Ese rigor tiene, además, una recompensa diagnóstica. Al comenzar siempre por la lectura de la centralita, por el estudio de los circuitos de alto voltaje y por la comprobación del aislamiento, esquivamos el error habitual de buscar averías mecánicas donde no existen. Un taller sin experiencia en eléctricos puede acumular sustituciones inútiles en un Torres EVX; en el nuestro, el diagnóstico se dirige desde el primer momento al componente responsable. Ese proceder ahorra recursos al propietario cordobés y sostiene la fiabilidad de cada intervención.

Los síntomas más habituales en los Torres EVX cordobeses

Quienes nos traen su Torres EVX desde Córdoba describen señales fáciles de reconocer: un aviso del sistema EV con potencia limitada, la impresión de que el coche empuja solo por un eje, un zumbido que se intensifica con la velocidad o un testigo de tracción que parpadea de manera intermitente. Cada indicio orienta el diagnóstico, aunque ninguno lo resuelve por sí solo. La pérdida de par en un eje señala al motor o a su alimentación, el zumbido a la reductora o a los rodamientos, y el modo degradado a una protección electrónica o térmica.

Jamás damos por cerrada una hipótesis sin conectar el vehículo y medir.
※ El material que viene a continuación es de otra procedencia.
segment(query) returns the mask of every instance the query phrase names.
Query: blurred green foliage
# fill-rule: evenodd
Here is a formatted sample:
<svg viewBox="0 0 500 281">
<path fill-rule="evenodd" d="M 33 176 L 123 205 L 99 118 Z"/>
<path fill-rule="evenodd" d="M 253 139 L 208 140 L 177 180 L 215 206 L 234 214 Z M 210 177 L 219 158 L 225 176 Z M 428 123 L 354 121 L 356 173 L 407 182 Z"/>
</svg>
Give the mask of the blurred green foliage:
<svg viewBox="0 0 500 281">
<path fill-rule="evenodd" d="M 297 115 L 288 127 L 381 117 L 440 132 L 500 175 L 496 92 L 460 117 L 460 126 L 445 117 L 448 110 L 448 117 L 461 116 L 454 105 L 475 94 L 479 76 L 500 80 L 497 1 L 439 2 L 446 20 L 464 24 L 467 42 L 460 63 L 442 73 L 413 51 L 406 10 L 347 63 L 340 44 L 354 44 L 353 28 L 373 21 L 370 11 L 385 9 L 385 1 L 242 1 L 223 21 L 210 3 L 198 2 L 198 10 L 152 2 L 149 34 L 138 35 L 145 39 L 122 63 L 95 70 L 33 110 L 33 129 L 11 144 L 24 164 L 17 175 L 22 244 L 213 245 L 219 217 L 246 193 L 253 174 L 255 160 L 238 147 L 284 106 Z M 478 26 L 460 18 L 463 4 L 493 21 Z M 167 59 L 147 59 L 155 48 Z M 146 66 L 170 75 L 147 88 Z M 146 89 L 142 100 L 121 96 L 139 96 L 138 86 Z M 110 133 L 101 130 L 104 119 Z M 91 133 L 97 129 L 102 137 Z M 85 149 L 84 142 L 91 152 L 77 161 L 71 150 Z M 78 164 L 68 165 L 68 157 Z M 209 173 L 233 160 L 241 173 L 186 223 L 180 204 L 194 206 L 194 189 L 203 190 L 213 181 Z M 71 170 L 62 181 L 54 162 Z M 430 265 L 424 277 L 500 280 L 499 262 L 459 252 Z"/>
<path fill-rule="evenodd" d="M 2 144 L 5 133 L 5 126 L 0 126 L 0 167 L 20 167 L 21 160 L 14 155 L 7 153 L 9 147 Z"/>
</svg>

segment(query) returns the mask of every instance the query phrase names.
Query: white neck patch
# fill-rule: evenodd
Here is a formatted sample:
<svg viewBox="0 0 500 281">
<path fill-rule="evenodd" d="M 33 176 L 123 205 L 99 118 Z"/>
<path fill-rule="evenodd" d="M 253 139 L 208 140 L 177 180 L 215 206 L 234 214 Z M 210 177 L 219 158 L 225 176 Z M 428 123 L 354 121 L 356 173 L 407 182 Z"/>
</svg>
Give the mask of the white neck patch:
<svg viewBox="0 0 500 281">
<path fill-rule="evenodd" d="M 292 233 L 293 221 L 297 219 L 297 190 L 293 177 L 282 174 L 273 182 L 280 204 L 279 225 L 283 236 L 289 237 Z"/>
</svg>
La experiencia enseña que síntomas casi idénticos esconden causas muy diferentes, y que solo el diagnóstico contrastado evita errores. En un Torres EVX cordobés, expuesto al calor extremo y al polvo de los caminos, esa cautela cobra aún más sentido: hay fallos aparatosos que se solucionan limpiando un conector o restituyendo el aislamiento, y otros aparentemente menores que ocultan un problema interno del eAxle que conviene atajar cuanto antes.

Los palieres, las juntas homocinéticas y el trabajo de cierre

El par que sale de cada reductora llega a las ruedas por los palieres y sus juntas homocinéticas. Estas piezas existen en cualquier vehículo de tracción, pero en el Torres EVX transmiten la entrega instantánea y contundente del motor eléctrico, lo que exige mucho a las juntas. Un fuelle agrietado que deja escapar la grasa y admite agua y polvo inicia un desgaste que termina en el clásico chasquido al girar en cerrado.

En los caminos irregulares de la campiña y en las maniobras estrechas del casco histórico cordobés, las juntas homocinéticas trabajan a fondo. Revisamos el estado de los fuelles, reemplazamos los deteriorados antes de que la junta padezca y sustituimos los palieres cuando el desgaste lo aconseja. Es una reparación mecánica de las de siempre dentro de un vehículo por lo demás muy electrónico, y afrontarla a tiempo impide que un fuelle roto obligue a cambiar un palier completo. Con esa atención al detalle, y con el respaldo de nuestra experiencia en alto voltaje, devolvemos a cada Torres EVX cordobés su plena capacidad de tracción.